By Stanley Baelz
Property Manager

O’Bannon Woods State Park is a 2,294-acre site which was originally established in 1980 and renamed in 2004 to honor the late Gov. Frank O’Bannon.  The park itself is surrounded by Harrison Crawford State Forest(24,000 acres).  

Guests visit the park for its peaceful and secluded setting but also for the vast number of outdoor recreational possibilities which include camping, hiking, mountain biking, horseback riding, cave tours, fishing, swimming, canoeing/kayaking and Birding to name a few.   

Several interesting keystone species are found in O’Bannon Woods State Park’s karst landscape. These include the state endangered Allegheny Woodrat that lives in cracks and crevices of the park’s limestone bluffs, the federally endangered Indiana myotis (bat) which hibernates in Wyandotte Cave, blind crayfish found in the caves, and the state endangered hellbender and several species of freshwater mussels found in the Blue River along the park’s western border. The park is also home to several endangered plant species.  

Wyandotte Cave State Recreation Area is operated by O’Bannon Woods State Park. The caves were designated a National Natural Landmark in 1972. Big Wyandotte Cave is open seasonally for 2 hour tours to explore a variety of cave features, including “Monument Mountain.” Big Wyandotte is closed from Labor Day to Memorial Day to protect hibernating bats. Little Wyandotte is open for public tours in the summer and group tours can be scheduled the rest of the year. This cave offers a great way for students to get a taste of the features of an Indiana cave. 

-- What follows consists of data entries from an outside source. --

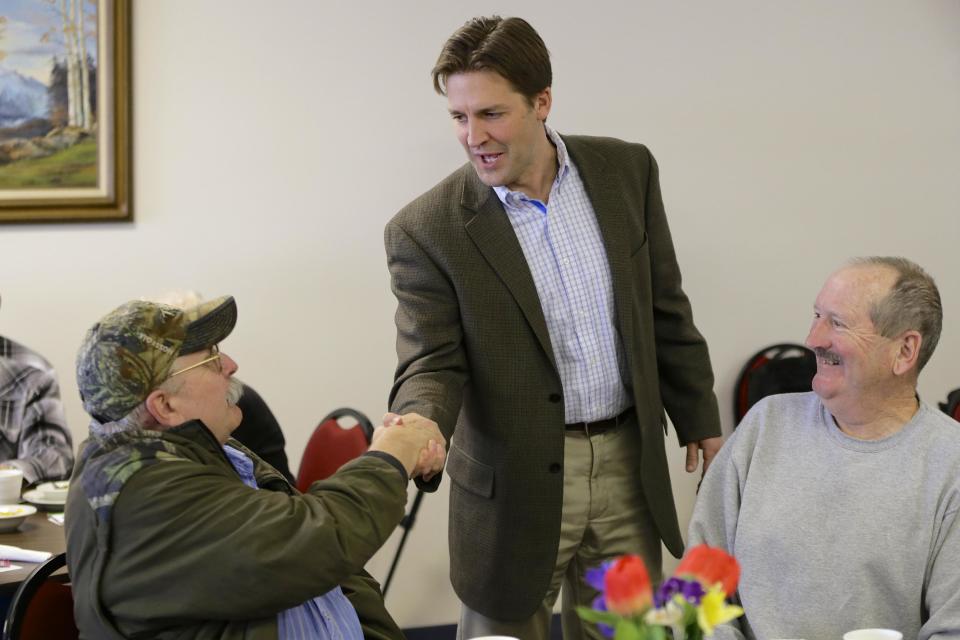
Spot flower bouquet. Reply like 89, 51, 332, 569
577, 544, 743, 640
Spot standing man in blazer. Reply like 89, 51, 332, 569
385, 17, 721, 640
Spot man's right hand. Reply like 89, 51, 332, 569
370, 413, 447, 480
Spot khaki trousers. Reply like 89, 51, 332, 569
457, 415, 668, 640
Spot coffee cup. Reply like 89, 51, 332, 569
0, 469, 23, 504
843, 629, 903, 640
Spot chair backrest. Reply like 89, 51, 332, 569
2, 553, 80, 640
733, 342, 817, 425
297, 407, 373, 491
940, 389, 960, 422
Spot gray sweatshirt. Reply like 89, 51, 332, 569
689, 393, 960, 640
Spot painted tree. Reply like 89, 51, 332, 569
0, 16, 7, 62
39, 0, 96, 130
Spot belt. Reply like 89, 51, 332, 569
564, 407, 633, 436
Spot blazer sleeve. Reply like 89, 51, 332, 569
384, 221, 467, 442
644, 150, 721, 445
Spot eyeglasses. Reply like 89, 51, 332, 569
167, 345, 223, 378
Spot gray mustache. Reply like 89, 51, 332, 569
813, 347, 840, 363
227, 378, 243, 406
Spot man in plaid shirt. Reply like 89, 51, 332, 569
0, 336, 73, 484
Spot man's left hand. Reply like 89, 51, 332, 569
687, 436, 723, 473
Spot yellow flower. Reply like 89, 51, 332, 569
697, 586, 743, 636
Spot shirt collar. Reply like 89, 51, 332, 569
493, 123, 570, 206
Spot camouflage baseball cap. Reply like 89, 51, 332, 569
77, 296, 237, 422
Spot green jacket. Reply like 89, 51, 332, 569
66, 422, 407, 640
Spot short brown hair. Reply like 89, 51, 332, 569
850, 256, 943, 371
431, 16, 553, 100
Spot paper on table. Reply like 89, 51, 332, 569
0, 544, 53, 562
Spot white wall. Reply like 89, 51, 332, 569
0, 0, 960, 626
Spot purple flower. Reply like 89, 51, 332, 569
584, 560, 613, 593
590, 593, 613, 638
653, 578, 707, 609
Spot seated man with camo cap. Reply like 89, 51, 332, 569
66, 297, 444, 640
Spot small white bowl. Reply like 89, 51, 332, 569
0, 504, 37, 532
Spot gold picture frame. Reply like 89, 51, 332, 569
0, 0, 133, 223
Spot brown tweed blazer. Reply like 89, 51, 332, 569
385, 136, 720, 620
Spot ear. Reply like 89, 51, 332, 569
144, 389, 186, 427
533, 87, 553, 122
893, 330, 923, 376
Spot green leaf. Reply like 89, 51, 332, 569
647, 625, 667, 640
613, 619, 644, 640
577, 607, 623, 627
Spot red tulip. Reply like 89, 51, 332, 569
675, 544, 740, 596
603, 555, 653, 616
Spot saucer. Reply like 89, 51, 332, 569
0, 504, 37, 531
23, 489, 67, 509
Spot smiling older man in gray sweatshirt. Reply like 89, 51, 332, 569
689, 258, 960, 640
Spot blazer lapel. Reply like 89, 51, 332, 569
460, 165, 557, 369
563, 137, 634, 357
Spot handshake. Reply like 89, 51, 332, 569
370, 413, 447, 480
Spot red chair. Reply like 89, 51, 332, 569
2, 553, 80, 640
297, 408, 423, 596
297, 407, 373, 491
733, 342, 817, 428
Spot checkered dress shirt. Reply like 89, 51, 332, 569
0, 336, 73, 484
494, 125, 632, 424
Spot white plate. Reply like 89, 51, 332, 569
0, 504, 37, 531
23, 489, 67, 507
34, 480, 70, 502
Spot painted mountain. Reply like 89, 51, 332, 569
0, 67, 48, 127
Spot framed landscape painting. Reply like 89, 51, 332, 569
0, 0, 133, 222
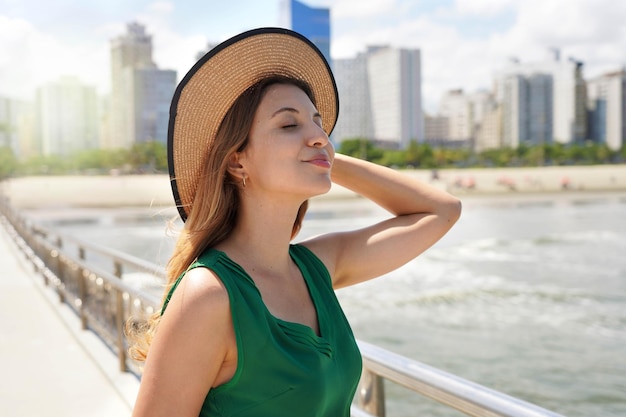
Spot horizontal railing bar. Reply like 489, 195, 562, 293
358, 341, 563, 417
0, 197, 563, 417
32, 225, 166, 278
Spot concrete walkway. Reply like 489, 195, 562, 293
0, 219, 139, 417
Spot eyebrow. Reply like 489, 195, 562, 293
270, 107, 322, 119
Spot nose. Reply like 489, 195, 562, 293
307, 122, 329, 148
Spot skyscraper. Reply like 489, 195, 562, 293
587, 70, 626, 150
333, 46, 424, 148
332, 53, 374, 141
109, 22, 176, 148
280, 0, 332, 64
36, 77, 98, 156
496, 51, 587, 144
364, 47, 424, 149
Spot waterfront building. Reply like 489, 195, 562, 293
333, 46, 424, 149
474, 105, 503, 152
0, 97, 37, 158
424, 114, 450, 146
496, 50, 587, 144
331, 53, 374, 142
587, 70, 626, 151
367, 46, 424, 149
35, 77, 99, 156
280, 0, 332, 65
108, 22, 176, 148
439, 89, 474, 141
497, 72, 555, 148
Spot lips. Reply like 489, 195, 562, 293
305, 154, 331, 168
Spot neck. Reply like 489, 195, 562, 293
218, 194, 300, 275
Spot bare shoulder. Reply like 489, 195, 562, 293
163, 267, 230, 318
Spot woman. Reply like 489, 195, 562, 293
128, 28, 460, 417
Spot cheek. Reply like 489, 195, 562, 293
325, 141, 335, 159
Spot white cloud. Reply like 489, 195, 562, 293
332, 0, 626, 112
0, 16, 101, 100
454, 0, 515, 17
331, 0, 398, 19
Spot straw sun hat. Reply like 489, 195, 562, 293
167, 28, 339, 221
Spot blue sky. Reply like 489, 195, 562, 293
0, 0, 626, 112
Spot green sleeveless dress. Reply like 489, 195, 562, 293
163, 245, 362, 417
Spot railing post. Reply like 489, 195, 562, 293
357, 368, 385, 417
78, 246, 87, 330
115, 288, 127, 372
54, 237, 65, 303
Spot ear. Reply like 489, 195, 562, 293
228, 152, 246, 180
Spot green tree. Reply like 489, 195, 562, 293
0, 146, 18, 181
338, 138, 384, 161
128, 141, 167, 171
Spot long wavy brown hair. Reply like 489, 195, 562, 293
126, 76, 315, 362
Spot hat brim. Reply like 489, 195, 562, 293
167, 28, 339, 221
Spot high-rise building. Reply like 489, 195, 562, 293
587, 70, 626, 150
497, 73, 555, 148
439, 89, 474, 141
108, 23, 176, 148
0, 97, 35, 158
367, 47, 424, 149
496, 51, 587, 144
333, 46, 424, 148
280, 0, 332, 64
332, 53, 374, 141
35, 77, 99, 156
474, 105, 503, 152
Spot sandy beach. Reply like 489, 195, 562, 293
0, 165, 626, 209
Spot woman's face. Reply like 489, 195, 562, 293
239, 84, 335, 199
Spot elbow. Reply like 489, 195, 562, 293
442, 196, 463, 227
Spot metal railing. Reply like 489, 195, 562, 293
0, 196, 562, 417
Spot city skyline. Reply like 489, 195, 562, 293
0, 0, 626, 113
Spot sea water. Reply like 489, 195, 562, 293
30, 193, 626, 417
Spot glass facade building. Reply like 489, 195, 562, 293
281, 0, 332, 64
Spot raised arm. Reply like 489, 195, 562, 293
305, 154, 461, 288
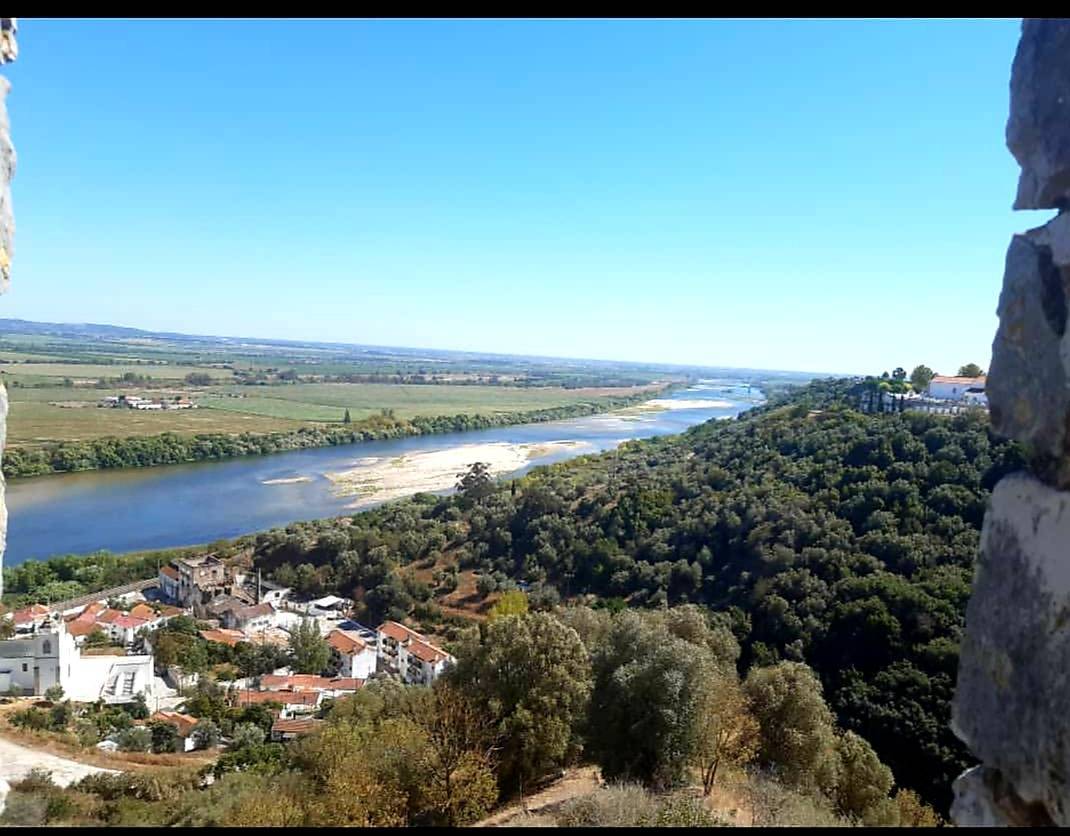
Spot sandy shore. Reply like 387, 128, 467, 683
324, 441, 591, 507
643, 398, 732, 409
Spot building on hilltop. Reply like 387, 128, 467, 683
0, 618, 153, 703
927, 375, 988, 404
377, 621, 456, 685
327, 624, 379, 680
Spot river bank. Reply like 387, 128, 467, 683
324, 440, 594, 508
3, 384, 679, 480
4, 377, 764, 569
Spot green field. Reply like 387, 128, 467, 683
200, 383, 650, 421
0, 362, 234, 382
7, 400, 303, 447
7, 383, 659, 446
0, 326, 684, 456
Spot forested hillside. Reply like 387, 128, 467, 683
248, 381, 1021, 808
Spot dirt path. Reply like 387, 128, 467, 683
472, 766, 601, 827
0, 738, 116, 787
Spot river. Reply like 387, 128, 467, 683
4, 379, 763, 566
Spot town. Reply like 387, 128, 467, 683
0, 554, 455, 751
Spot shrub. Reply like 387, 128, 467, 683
117, 726, 152, 751
189, 719, 219, 749
230, 723, 265, 749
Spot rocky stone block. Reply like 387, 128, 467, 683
985, 224, 1070, 466
951, 473, 1070, 826
1007, 18, 1070, 209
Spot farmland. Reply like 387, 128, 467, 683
0, 320, 710, 462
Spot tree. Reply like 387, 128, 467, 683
895, 789, 942, 827
836, 731, 892, 821
488, 590, 528, 621
744, 662, 836, 790
587, 611, 717, 790
86, 627, 111, 648
290, 619, 331, 673
457, 461, 494, 502
691, 670, 761, 795
230, 723, 265, 749
126, 691, 149, 720
407, 681, 498, 827
189, 718, 219, 749
116, 726, 152, 751
911, 365, 936, 392
448, 612, 591, 790
147, 720, 179, 753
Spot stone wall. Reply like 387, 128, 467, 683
0, 17, 18, 595
951, 19, 1070, 826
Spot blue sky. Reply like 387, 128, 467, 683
0, 18, 1042, 373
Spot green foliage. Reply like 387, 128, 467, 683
230, 721, 265, 749
290, 619, 331, 673
911, 365, 936, 392
554, 784, 718, 827
487, 590, 528, 621
745, 662, 837, 791
189, 717, 220, 749
147, 720, 179, 753
836, 731, 899, 824
116, 726, 152, 751
589, 612, 715, 790
449, 612, 591, 790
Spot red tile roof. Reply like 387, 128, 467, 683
406, 640, 447, 665
327, 629, 368, 656
260, 673, 331, 690
129, 604, 156, 621
149, 711, 197, 738
238, 689, 320, 706
931, 375, 988, 386
379, 621, 424, 642
331, 677, 364, 690
200, 627, 246, 648
67, 621, 100, 637
234, 602, 275, 619
14, 604, 50, 624
112, 615, 149, 629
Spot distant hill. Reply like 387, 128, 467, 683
0, 319, 814, 382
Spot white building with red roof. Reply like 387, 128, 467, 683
928, 375, 988, 404
377, 621, 456, 685
327, 627, 379, 680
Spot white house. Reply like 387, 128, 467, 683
377, 621, 456, 685
308, 595, 350, 618
157, 566, 181, 601
0, 619, 153, 702
928, 375, 988, 402
327, 627, 379, 680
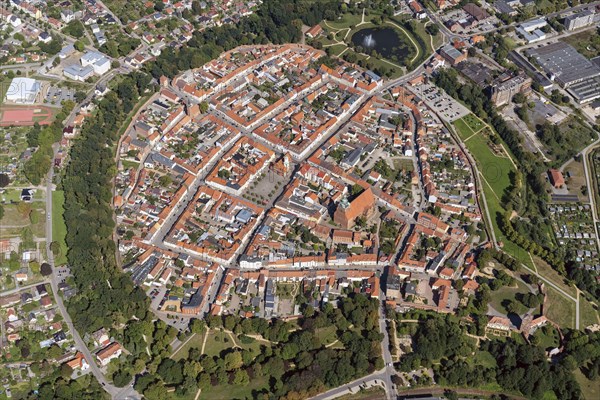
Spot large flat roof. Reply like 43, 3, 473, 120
527, 42, 600, 86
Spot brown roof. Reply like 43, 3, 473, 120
345, 187, 375, 221
463, 3, 490, 21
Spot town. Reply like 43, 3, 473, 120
0, 0, 600, 400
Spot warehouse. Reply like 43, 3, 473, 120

Hickory Hollow Nature Center/Farmstead is open year-round and interpretive naturalists offer programs daily.  The restored 1850’s Haypress is operated 12 times a year for the public and continues to be a crowd favorite. The haypress, an Indiana invention, was developed as a way to “press” large bales of hay for local use and sale. New additions to our facility include Carter and Cash, young Durham Short Horn Oxen who are learning to operate the haypress, and an exhibit that allows you to see a live state endangered hellbender.